PMC · DOI: 10.1093/ofid/ofaf695.1011 · 2026-01-11

## TL;DR

This study evaluated whether adding a rapid antibiotic susceptibility test improved treatment timelines for bloodstream infections but found limited additional benefit.

## Contribution

The study provides real-world evidence on the impact of integrating a rapid AST platform into an established antimicrobial stewardship program.

## Key findings

- The AP group had faster initial susceptibility results but no significant difference in time to first appropriate therapy.
- Seven AST discordances were found in the AP group, including four major errors indicating false resistance.
- A well-established stewardship program may limit the added benefit of rapid AST in optimizing antibiotic regimens.

## Abstract

Rapid diagnostic tests for pathogen identification and antimicrobial susceptibility testing (AST) have enhanced clinicians’ ability to promptly initiate appropriate antimicrobials and streamline regimens. The purpose of this study was to evaluate the benefit of adding the Accelerate Pheno® (AP) system for rapid AST to an existing blood culture identification multiplex polymerase chain reaction (mPCR) workflow in Gram negative bloodstream infections (GNBSIs).
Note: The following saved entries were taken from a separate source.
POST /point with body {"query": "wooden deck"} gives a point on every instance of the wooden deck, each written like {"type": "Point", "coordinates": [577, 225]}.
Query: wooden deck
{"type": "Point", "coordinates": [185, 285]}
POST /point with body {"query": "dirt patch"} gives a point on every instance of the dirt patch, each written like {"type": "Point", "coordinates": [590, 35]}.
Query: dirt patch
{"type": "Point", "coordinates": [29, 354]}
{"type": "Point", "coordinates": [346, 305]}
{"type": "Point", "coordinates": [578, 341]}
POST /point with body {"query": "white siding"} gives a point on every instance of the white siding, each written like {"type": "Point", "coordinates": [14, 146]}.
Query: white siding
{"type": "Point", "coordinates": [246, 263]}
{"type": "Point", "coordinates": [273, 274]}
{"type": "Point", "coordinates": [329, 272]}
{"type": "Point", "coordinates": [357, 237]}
A multi-centered, retrospective, quasi-experimental study was conducted in patients hospitalized with aerobic GNBSIs between August 2022 and August 2024. Notable exclusions were patients with polymicrobial GNBSIs and those who were no longer hospitalized prior to initiation of antibiotic therapy or blood culture results. The primary endpoint of time to first appropriate streamlined therapy (FaST) was compared between an AP group and post-AP group during a 3-month period. Key secondary endpoints included time to first and final AST, time to de-escalation and notable discordances in AST.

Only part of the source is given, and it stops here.